I have always found some type of comfort in isolation. Maybe it’s because no one can bother me or that there is no judgment. I get to go wherever I want, eat whatever I want, and even listen to whatever music I want.
There have been a lot of times when I’d cancel plans with my friends, and instead, just stay home and watch Netflix. Maybe I like the isolation so much because in high school I didn’t have many friends to hang out with. I had friends in school but then when it came to hanging out outside of school, I didn’t really have anybody. Everyone already had their own friend groups and I always felt like the odd one out. So, I was alone a lot of the time. I would watch people’s Snapchat stories on Friday nights wishing that I was there.
As for my love life, it’s no big surprise, but I’ve never had a boyfriend, so I’ve never shared my personal space with anyone. I’ve never been so intimate with someone to share what’s on my mind. At this point in my life, I feel weird even holding hands with someone. It feels very unnatural to me.
I’ve always heard that it’s important to feel comfortable being alone sometimes, but I’m not too sure if I’ve passed that point. I would rather be by myself in my room than go out into the kitchen and talk to my mom or dad. Sometimes I get these mixed feelings of wanting to be alone but also wanting to talk to someone. Maybe I just don’t want to feel 100 percent alone.
It’s ironic that for someone that loves to be alone, my biggest fear is growing old by myself. I’ve always wanted to have a big family because growing up I missed out on that. I don’t really have any cousins my age – they were all younger than me. Also, the majority of my family is back in Guatemala where my parents are from. So, I kept to myself a lot. Although, not wanting to grow up and grow old alone is reasonable since not many people really want to end up alone. No one wants to wake up alone with no partner and no family at 50-years-old. Humans naturally crave social interaction.

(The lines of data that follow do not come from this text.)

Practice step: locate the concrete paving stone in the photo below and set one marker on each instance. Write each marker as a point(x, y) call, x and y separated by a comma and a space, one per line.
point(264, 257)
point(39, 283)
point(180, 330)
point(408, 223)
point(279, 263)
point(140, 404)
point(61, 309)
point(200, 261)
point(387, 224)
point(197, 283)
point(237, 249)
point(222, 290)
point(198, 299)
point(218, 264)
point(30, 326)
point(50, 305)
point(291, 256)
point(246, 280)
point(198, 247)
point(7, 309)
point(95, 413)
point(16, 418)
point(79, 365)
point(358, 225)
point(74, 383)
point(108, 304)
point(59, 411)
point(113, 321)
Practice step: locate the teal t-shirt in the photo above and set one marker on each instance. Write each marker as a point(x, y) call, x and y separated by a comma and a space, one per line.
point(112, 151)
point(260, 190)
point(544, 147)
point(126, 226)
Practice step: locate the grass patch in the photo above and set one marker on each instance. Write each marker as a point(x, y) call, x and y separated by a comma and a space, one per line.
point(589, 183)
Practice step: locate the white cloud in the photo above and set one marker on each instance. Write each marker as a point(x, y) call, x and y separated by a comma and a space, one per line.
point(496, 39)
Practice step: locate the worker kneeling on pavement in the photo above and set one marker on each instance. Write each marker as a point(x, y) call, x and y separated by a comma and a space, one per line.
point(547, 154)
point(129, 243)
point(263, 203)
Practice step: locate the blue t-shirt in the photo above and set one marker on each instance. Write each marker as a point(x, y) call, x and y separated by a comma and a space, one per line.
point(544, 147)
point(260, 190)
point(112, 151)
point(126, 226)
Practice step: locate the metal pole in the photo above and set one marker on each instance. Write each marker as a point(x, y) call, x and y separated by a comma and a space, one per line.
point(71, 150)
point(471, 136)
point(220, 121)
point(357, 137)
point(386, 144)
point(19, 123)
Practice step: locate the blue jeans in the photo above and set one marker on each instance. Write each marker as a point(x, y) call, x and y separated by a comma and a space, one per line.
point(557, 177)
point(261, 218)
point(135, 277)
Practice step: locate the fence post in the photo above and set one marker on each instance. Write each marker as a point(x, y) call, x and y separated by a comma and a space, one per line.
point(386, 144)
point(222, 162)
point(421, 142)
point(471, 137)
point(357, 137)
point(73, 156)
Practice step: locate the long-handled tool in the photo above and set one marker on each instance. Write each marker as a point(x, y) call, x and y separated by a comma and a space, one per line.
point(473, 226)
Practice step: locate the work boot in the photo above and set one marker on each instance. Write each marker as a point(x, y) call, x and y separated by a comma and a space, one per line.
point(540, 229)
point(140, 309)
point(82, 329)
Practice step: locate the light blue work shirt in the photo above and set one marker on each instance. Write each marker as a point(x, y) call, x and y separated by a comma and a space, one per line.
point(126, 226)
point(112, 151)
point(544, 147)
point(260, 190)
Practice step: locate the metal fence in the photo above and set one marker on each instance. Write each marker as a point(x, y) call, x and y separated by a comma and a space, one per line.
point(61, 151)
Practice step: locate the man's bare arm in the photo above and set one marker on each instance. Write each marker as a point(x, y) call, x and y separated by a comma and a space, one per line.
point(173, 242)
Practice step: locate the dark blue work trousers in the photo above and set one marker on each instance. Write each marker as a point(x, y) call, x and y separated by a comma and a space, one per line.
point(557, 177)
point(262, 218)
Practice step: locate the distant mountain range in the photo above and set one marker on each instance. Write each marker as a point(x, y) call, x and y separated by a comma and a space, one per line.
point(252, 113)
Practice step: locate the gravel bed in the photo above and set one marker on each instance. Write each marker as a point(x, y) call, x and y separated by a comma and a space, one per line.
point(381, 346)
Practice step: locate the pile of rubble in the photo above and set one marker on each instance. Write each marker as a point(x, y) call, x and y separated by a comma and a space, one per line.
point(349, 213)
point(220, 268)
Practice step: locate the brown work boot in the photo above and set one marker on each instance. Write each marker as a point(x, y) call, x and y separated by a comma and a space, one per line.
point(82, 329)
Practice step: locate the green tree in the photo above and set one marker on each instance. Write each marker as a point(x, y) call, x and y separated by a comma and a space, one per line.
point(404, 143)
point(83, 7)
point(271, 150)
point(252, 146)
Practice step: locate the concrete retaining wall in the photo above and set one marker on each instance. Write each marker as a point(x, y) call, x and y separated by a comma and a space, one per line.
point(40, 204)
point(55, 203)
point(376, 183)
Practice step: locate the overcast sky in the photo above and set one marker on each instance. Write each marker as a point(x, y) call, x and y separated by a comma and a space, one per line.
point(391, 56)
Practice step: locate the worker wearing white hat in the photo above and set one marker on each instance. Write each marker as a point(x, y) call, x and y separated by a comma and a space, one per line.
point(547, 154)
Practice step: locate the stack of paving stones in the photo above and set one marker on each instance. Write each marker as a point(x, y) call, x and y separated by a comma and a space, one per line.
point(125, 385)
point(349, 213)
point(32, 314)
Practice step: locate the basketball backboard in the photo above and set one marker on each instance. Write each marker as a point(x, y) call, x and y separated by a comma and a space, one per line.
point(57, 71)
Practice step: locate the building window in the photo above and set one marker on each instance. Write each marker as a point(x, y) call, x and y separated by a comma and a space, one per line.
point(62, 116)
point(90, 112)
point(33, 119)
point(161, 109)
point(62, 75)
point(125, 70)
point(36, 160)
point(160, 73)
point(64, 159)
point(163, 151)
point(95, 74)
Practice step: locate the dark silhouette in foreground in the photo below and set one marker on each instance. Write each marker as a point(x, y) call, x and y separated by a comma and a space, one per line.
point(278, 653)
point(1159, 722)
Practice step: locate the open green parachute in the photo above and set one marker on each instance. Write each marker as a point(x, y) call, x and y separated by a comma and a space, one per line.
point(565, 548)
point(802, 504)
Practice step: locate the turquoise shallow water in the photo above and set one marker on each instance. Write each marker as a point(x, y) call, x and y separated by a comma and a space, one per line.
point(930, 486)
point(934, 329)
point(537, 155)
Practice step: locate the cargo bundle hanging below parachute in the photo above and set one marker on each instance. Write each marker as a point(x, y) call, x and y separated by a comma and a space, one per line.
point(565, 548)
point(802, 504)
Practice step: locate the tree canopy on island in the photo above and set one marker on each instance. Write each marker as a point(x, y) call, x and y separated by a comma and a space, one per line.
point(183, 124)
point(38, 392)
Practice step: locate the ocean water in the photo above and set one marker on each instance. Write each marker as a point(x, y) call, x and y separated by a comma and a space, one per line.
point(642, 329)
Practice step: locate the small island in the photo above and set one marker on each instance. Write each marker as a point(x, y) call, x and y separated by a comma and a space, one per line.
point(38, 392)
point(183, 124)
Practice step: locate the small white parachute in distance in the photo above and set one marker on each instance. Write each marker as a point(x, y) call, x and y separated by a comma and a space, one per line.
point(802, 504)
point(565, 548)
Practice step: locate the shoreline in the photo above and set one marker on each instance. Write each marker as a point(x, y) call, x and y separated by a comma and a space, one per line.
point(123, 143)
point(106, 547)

My mind drives me crazy. Being alone makes my mind take off in every direction. I’m thinking about a million different things at once. Why this person hasn’t texted me back, school, work, the way people talk to me, what I’m going to eat later, etc. It’s literally never-ending, and a huge chunk of that time I wind up making myself sad. So then why do I love to be alone? Maybe I’ve just gotten too comfortable with it.
I do crave social interaction. I do want to spend more time with my friends because when I’m with them I don’t want it to end. The time that I spend with them, genuinely makes me happy. Sometimes I feel like my mind works backward. I don’t know, maybe I crave all this interaction now because I didn’t really grow up like that.
I danced ballet for about eight years and I made a total of like three friends back then. Everyone else was tightly-knit and I didn’t really fit into their friend groups. I also used to take piano lessons and the only people that were friendly to me were my instructors. I’m really shy though. Maybe that’s a part of the reason, but I’m so used to being the quiet one by now.
I do want to work on being more social but it’s hard. I love keeping to myself, but I’ve come to realize that life is a bit easier when you have someone to talk to.